Morocco’s Independence Party (IP) held a meeting with the Committee on Education, Culture, and Communication with the minister of education, Said Amzazi, to discuss the issue.
Amzazi said in a statement to Akhbar Alyaoum that the use of Darija to name Moroccan dishes and clothing in textbooks is for mere educational purposes. He stressed that the French textbook with the Darija poem does not belong to the ministry as it did not produce it or permit its use.
The ministry called for educators and the general Moroccan society not to pay attention to distractions that could disrupt the progress of the current school year.
The 2018-2019 academic year officially starts on Wednesday, September 5, for both public and private schools in Morocco.
Parents of students in private schools have been complaining about the expensive prices of school textbooks.
The total prices of textbooks which typically did not exceed a total of MAD 2,000 or 2,800 per student for primary and secondary levels, now cost approximately MAD 1,600 for private primary schools and MAD 2,500 for middle schools.
Textbooks, notebooks, and other school accessories combined can cost as much as MAD 3,000 to 4,000 for high school.
A librarian explained to Moroccan news outlets Le 360 that the French textbooks are more expensive than the Arabic books because they are imported. The increase in prices did not only stop at textbooks, but reached tuition fees also.
According to Moroccan daily Al Massae, some private schools across the country increased tuition fees by 25 to 30 percent.

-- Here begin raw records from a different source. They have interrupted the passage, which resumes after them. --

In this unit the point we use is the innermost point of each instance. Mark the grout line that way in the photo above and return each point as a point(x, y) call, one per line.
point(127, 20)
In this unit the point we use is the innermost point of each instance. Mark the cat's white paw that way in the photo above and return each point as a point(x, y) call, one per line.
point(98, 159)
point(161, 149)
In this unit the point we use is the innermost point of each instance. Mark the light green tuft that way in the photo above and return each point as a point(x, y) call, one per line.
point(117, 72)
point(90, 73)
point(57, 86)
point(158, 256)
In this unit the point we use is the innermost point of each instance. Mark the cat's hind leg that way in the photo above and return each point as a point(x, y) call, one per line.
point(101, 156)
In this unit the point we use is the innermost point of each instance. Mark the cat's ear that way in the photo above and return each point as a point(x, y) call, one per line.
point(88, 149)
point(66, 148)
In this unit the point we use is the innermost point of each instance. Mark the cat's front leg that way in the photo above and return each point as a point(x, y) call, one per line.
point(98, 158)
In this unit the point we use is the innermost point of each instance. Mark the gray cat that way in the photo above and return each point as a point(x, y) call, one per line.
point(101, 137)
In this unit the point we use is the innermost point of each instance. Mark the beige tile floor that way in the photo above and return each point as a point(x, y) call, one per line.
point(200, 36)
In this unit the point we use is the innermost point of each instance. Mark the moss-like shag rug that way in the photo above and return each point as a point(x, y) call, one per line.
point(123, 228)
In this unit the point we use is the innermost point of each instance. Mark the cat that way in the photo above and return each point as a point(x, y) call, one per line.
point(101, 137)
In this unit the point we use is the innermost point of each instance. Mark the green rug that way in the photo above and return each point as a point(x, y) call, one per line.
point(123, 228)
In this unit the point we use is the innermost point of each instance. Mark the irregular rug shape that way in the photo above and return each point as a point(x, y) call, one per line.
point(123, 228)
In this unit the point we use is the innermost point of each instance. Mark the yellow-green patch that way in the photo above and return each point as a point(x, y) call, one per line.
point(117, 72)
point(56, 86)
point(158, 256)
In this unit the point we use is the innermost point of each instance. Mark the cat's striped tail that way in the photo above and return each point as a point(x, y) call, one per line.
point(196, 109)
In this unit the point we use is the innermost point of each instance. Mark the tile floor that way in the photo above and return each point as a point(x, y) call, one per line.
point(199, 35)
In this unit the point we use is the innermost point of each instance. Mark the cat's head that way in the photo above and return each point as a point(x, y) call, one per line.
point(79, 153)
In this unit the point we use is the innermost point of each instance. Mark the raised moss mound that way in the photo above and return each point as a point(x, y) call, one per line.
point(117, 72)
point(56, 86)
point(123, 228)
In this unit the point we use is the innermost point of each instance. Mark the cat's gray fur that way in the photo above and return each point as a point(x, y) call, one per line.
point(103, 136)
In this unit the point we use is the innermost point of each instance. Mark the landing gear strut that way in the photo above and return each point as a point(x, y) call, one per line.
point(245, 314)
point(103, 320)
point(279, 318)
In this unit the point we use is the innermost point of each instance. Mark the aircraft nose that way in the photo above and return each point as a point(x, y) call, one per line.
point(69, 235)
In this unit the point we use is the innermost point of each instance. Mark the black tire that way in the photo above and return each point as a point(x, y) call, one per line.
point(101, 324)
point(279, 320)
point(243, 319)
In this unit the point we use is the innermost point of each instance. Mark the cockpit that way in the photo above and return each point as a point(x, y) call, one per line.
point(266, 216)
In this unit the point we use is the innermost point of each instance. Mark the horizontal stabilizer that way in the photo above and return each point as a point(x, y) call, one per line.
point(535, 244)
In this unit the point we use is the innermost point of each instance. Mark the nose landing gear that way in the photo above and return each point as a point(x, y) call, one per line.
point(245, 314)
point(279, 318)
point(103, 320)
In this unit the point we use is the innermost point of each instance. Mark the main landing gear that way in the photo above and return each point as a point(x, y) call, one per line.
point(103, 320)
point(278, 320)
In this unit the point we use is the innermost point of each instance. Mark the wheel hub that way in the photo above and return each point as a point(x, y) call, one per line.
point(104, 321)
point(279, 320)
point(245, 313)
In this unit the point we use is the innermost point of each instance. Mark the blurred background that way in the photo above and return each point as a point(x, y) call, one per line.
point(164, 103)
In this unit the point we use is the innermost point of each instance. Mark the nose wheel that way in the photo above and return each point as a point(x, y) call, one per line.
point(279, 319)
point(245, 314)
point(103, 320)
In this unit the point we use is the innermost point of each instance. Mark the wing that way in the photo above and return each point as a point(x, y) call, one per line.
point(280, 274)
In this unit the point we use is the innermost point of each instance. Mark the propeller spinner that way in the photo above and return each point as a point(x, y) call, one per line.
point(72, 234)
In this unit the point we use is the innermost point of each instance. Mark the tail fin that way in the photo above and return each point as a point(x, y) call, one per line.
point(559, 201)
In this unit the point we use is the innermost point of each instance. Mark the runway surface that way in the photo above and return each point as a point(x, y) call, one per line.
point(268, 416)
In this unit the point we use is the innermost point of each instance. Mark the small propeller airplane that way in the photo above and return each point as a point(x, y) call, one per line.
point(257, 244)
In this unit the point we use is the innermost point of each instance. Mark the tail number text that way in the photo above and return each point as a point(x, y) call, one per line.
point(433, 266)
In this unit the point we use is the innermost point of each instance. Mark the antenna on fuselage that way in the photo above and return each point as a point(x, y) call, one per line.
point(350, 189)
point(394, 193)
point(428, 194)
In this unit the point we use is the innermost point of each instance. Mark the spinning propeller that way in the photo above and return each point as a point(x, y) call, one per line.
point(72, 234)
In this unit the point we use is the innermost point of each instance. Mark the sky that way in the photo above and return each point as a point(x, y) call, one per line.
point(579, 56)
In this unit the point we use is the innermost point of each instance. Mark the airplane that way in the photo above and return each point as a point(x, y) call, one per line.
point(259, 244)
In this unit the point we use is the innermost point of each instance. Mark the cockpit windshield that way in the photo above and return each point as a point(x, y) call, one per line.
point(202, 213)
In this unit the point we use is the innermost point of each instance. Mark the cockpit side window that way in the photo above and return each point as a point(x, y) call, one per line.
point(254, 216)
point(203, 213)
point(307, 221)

Morocco’s frail educational system
Only 71.7 percent of Morocco’s population can read and write, while just 64.4 percent of the working-age population has completed secondary education or above, according to research group BMI.
Despite challenges, Morocco is committed to improving the educational system.
The government allocated MAD 70 billion to improve material resources and educational conditions for university students for the academic years ahead.
The move is part of the implementation of the strategic vision of the 2015-2030 reform program, and in accordance with the 2016-2021 Government Action Program.
Head of Government Saad Eddine El Othmani said that about 700 vacant positions will be filled in 2018 to improve human resources management in Moroccan universities.
The channels of recruitment will be diversified to attract a maximum of national and international expertise.
Amzazi has recently unveiled his new national education plan to totally reform the sector.
The new plan seeks to develop infrastructure and staff, rethink pedagogy, expand student enrollment and accessible education, support students against violence, and reform private education.